Let me finish up with one area that Modesto really excels – it’s the care and concern of our residents – their willingness to step up and help. When I have held workshops and my town hall meetings, one solution that is always mentioned is using partnerships and citizen groups to supplement what the city’s budget can’t provide. With the impacts and reductions to services, your City needs you more than ever.
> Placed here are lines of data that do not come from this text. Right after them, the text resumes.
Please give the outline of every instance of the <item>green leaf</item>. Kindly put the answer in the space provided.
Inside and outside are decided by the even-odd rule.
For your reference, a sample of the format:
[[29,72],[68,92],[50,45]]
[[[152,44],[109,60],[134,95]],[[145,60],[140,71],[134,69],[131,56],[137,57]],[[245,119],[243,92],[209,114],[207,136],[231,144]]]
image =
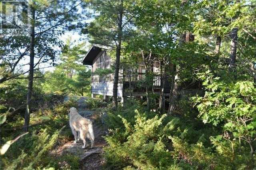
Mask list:
[[4,154],[9,149],[10,146],[11,146],[12,143],[12,141],[9,141],[2,146],[1,149],[0,149],[0,155],[2,155]]
[[3,114],[2,115],[0,115],[0,125],[1,125],[4,123],[6,120],[6,114]]

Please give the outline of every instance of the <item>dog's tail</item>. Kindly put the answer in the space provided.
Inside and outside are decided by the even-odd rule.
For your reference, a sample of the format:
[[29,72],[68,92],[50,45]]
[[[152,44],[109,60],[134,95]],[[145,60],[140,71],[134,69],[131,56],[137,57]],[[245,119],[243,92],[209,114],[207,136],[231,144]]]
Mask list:
[[90,123],[88,126],[89,128],[88,131],[90,136],[90,137],[91,142],[92,143],[92,147],[94,145],[94,134],[93,133],[93,127],[92,127],[92,123]]

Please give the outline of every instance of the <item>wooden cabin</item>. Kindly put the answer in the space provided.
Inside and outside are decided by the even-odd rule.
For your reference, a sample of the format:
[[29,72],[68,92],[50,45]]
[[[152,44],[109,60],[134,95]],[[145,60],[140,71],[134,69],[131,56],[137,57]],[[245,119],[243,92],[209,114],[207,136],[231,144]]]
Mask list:
[[[194,37],[191,34],[186,33],[181,38],[184,42],[188,42],[193,41]],[[110,57],[110,50],[107,48],[94,45],[83,59],[84,65],[92,66],[91,93],[92,98],[95,98],[96,95],[101,95],[107,100],[108,96],[113,96],[114,74],[100,76],[94,74],[97,68],[110,68],[111,66],[114,66],[114,61]],[[124,70],[122,66],[120,69],[118,96],[121,98],[121,102],[123,102],[124,99],[127,96],[139,97],[146,95],[145,87],[143,85],[136,85],[139,80],[144,78],[146,72],[144,64],[142,63],[138,65],[137,68],[129,68],[129,71]],[[160,87],[162,86],[160,76],[160,62],[158,61],[154,62],[152,67],[152,70],[155,75],[152,86],[156,94],[160,94]],[[128,74],[131,72],[132,72],[132,77],[131,77],[130,74]],[[170,83],[168,81],[166,82],[164,88],[164,96],[168,96]],[[131,86],[132,86],[132,88]],[[132,92],[131,92],[131,90],[132,90]],[[132,96],[130,96],[131,94]]]
[[[96,95],[101,95],[107,99],[108,96],[113,96],[114,85],[113,74],[100,76],[95,75],[94,73],[97,68],[110,68],[113,66],[114,61],[110,57],[109,50],[106,48],[93,45],[87,52],[83,59],[84,65],[92,66],[92,97],[95,98]],[[160,72],[160,63],[156,61],[154,63],[152,69],[156,75]],[[132,70],[133,76],[130,77],[130,72]],[[143,64],[139,65],[136,68],[130,68],[130,74],[127,71],[121,68],[119,70],[119,80],[118,88],[118,96],[121,98],[121,101],[124,98],[130,96],[130,85],[132,85],[132,96],[142,96],[145,95],[145,89],[143,87],[138,87],[136,83],[145,78],[146,70]],[[134,76],[134,75],[136,76]],[[170,84],[166,84],[165,92],[166,95],[170,92]],[[156,93],[159,92],[161,85],[160,76],[156,75],[154,78],[153,88]]]

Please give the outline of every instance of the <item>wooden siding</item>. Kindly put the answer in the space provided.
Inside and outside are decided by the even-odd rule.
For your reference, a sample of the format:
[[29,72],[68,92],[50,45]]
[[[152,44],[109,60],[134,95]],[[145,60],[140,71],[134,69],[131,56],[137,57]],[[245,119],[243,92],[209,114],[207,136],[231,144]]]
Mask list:
[[[92,83],[92,93],[102,95],[113,96],[113,83]],[[123,85],[119,83],[118,87],[117,95],[123,96]]]

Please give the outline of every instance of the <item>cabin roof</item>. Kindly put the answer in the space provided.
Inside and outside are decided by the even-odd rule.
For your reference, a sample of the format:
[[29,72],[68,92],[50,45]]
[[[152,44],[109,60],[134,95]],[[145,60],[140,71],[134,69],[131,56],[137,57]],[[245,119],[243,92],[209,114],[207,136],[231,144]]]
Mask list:
[[102,48],[96,45],[93,45],[84,57],[82,61],[83,64],[92,65],[92,62],[94,60],[102,50]]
A great example of partnerships can be seen with the opening of Mary Grogan Community Park in June. This complex opened with 7 soccer fields, three are synthetic and lit for night games. What makes this facility unique in our city is the partnership with Modesto Youth Soccer Association which has committed to provide for maintenance of these grounds. Soon after opening, thousands of soccer youth and their families came to Modesto to participate in tournaments, giving economic stimulus to this City along with savings for our local youth. A real win-win for all.
I recently was invited to attend the 90th birthday of the Modesto Garden Club, and they have had partnership with the city since their beginning. As the largest Garden Club in the country, they have committed thousands of hours and dollars improving our city.